Auf der anderen Seite konnten normale Runebound-Kämpfer oder Arkanisten ihre Energie nutzen, um das Eis leicht zu zerbrechen und die tobenden Blitze zu neutralisieren. Gegen solche Gegner war diese Fähigkeit lediglich ein Ärgernis, das ihnen etwas Energie raubte. Sie war vor allem in Ausdauerkämpfen nützlich.

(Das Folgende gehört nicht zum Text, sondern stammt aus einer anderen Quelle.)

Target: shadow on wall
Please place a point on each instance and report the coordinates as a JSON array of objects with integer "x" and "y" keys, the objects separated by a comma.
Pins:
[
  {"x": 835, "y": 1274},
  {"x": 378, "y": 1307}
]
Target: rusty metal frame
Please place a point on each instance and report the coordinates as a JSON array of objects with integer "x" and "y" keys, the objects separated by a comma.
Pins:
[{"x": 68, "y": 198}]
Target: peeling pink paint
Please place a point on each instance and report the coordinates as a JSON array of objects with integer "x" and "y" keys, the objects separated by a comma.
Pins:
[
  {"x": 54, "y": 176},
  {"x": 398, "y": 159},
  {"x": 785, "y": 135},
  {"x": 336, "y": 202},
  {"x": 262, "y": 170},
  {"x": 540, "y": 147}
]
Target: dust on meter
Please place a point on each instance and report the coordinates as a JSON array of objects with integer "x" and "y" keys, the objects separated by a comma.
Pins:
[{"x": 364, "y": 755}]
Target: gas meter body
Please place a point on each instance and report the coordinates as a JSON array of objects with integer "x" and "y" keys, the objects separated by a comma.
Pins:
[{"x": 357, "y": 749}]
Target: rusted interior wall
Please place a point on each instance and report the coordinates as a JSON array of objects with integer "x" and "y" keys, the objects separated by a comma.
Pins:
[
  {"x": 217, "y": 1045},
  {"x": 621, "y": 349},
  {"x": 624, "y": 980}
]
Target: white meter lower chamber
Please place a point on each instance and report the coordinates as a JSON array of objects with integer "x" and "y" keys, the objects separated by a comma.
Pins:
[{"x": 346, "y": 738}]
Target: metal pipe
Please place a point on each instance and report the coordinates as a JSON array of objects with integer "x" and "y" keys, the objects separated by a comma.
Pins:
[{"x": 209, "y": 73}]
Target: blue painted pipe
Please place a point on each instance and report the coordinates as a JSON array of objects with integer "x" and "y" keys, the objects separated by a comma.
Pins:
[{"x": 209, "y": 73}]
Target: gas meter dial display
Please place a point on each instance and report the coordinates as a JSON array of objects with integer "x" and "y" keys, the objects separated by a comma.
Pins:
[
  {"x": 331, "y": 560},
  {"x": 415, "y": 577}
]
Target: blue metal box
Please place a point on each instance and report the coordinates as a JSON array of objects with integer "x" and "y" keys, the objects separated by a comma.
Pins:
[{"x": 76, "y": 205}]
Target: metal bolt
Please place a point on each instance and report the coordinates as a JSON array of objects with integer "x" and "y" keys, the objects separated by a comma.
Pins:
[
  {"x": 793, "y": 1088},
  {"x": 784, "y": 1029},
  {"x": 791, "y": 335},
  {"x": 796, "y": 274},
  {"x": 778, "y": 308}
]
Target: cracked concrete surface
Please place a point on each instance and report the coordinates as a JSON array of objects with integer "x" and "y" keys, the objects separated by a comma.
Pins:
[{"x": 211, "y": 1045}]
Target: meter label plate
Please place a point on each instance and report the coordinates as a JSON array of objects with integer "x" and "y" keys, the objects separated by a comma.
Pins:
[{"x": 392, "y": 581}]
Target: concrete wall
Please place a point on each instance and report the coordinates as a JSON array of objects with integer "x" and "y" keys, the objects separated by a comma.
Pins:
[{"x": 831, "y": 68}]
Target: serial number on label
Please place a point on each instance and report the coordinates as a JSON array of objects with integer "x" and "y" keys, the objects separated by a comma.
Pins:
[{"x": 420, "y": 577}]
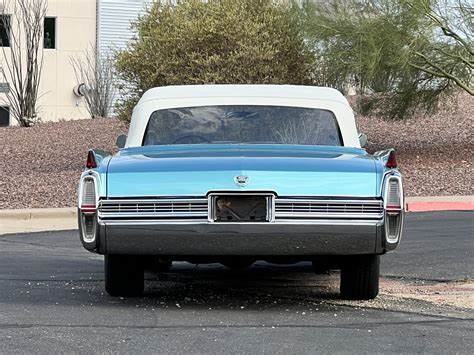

Aber ein Ghul konnte diese Energie überhaupt nicht nutzen. Alles, was er hatte, war sein Körper. Langsam würde sich das Eis ansammeln und die Nachwirkungen des Blitzes würden verheerende Schäden anrichten.
So ging ihr Kampf weiter.
Erik musste ständig auf Livs langsame, aber mächtige Angriffe achten. Jeder ihrer Treffer setzte Erik stark unter Druck. Seine Donnersturm-Rüstung barst. Seine Runenwächter-Rüstung wurde verbeult und zerkratzt.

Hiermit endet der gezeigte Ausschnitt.